Это и была тетя Маня. Дедушка заплакал, обнимаясь с ней, а за ним и другая тетя, наша, которая ехала с нами и везла кошку.
Тетя Маня со всеми нами познакомилась, перецеловалась и села в мамин уголок, на серую скамеечку. Поезд пошел, и тетя, наклонясь к маме (оне сидели друг против друга) стала с ней разговаривать.
Тетя мне тогда казалась уже старой, но теперь, вспоминая, вижу, что она была довольно молода, хотя и не молодилась; она мне сразу понравилась.
Говорили оне с мамой о том, конечно, как в новом городе устроиться, квартиру подыскать, и все такое. Квартиру уже с осени, потому что сейчас мы все остановимся у них, — у них просторно! а потом поедем вместе на дачу, в отличное место, где они всегда живут, и дача уже нанята, большая.
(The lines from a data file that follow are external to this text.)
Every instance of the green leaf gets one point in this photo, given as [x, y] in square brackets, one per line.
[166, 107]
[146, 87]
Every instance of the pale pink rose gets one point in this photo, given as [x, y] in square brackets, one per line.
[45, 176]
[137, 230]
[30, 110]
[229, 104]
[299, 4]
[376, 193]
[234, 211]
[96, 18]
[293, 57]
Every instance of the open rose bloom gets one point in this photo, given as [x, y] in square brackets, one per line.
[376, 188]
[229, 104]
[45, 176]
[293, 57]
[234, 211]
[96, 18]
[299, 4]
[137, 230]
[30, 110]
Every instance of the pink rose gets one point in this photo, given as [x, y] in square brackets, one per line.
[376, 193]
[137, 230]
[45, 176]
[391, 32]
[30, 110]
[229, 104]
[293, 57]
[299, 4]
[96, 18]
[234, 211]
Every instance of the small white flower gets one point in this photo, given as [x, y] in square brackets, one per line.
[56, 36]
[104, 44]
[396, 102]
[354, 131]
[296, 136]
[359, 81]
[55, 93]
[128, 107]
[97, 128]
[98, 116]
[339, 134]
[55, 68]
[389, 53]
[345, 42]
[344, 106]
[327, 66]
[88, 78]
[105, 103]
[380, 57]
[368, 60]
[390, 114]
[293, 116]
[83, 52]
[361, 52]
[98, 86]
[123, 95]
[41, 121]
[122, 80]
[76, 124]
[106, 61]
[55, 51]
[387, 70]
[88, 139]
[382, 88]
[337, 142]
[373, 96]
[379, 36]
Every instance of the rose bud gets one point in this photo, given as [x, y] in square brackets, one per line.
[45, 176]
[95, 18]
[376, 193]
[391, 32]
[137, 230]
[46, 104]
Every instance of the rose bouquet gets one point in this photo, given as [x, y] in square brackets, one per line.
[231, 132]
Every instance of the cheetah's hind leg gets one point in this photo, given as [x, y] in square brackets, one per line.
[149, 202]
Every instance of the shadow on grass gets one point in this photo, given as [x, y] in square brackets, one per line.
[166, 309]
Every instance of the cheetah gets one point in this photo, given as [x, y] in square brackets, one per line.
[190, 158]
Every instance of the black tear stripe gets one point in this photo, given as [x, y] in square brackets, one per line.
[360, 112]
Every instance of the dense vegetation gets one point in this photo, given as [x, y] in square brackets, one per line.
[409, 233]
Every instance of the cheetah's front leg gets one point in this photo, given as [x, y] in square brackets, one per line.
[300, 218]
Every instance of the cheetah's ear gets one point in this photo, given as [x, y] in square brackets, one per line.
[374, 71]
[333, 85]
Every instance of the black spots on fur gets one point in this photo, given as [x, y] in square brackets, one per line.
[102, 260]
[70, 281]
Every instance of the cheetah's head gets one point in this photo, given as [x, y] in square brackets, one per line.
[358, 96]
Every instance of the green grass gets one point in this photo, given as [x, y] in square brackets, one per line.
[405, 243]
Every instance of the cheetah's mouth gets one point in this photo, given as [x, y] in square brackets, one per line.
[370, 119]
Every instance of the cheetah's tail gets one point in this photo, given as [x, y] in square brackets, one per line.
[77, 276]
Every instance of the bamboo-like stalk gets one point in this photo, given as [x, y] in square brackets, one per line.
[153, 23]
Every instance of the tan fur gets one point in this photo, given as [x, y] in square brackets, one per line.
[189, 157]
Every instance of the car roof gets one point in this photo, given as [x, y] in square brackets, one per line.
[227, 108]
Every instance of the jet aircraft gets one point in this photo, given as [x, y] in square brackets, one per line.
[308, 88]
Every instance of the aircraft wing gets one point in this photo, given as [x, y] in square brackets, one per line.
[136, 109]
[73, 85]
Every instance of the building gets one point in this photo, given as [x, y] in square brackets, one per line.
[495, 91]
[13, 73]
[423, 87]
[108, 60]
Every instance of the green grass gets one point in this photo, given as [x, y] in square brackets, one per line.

Я весь замирал от восторга, и от нового города, и от дачи, и от тети. Только про Таню тетя ничего не говорила, а я не смел спросить, и чем больше хотел, тем больше не смел.
А станции мелькали, уж совсем синие, в желтых огнях. Предпоследняя… Последняя… У нас все собрано, увязано, кошка изредка мяучит в корзинке, дети сонные капризничают.
Смотри в окно, Валя, — говорит мне тетя Маня. — Теперь минут через десять приедем. Наши будут на вокзале, ты дай им знак…
Я, ведь, тетя… — начинаю я робко. — Я, ведь, пожалуй, не смогу их… угадать…
Тетя засмеялась.
— Ах, правда, я и забыла! Ведь ты их не знаешь! Ну, смотри, хорошенько: у Тани на шляпке пестренький платочек. Как увидишь пестренький платочек — значит, Таня. А дядя с ней.
Я от окна больше не отрывался, хотя за окном пока еще бежала только темно-синяя душистая теплота, и эти десять минут совсем мне показались нескончаемыми, длиннее гораздо всех трех дней.
Но и они стали проходить и прошли.
Поезд свистит и тихо двигается вдоль еще пустынной платформы, к огням. Под огнями люди чернеют, люди, люди, — но все не те, ненужные.
И вдруг как-то сразу, очень ко мне близко, под огнями, я увидал черную соломенную шляпку с пестреньким платочком. Поезд, точно нарочно, тут же и остановился. Я, может быть, крикнул что-то, может быть, нет, но только на меня прямо глянули, из-под шляпки с пестрым платочком, узнающие темно-карие глаза, полудетские, полудевичьи.
Радость в том, что они были узнающие, узнавшие меня; радость в том, что они были новые, никогда мной невиданные, а все-таки для меня свои, родные.
Я помню еще свежий холодок Таниной смуглой, румяной щеки, когда я ее в первый раз, там, на вокзале, поцеловал. Потом мы пошли вместе, рядом, и так как я был выше нее ростом, то я все время видел этот ее, красиво на шляпке смятый, пестрый платочек, да иногда, из-под черных полей, милый взор ее, смущенный, веселый и родной.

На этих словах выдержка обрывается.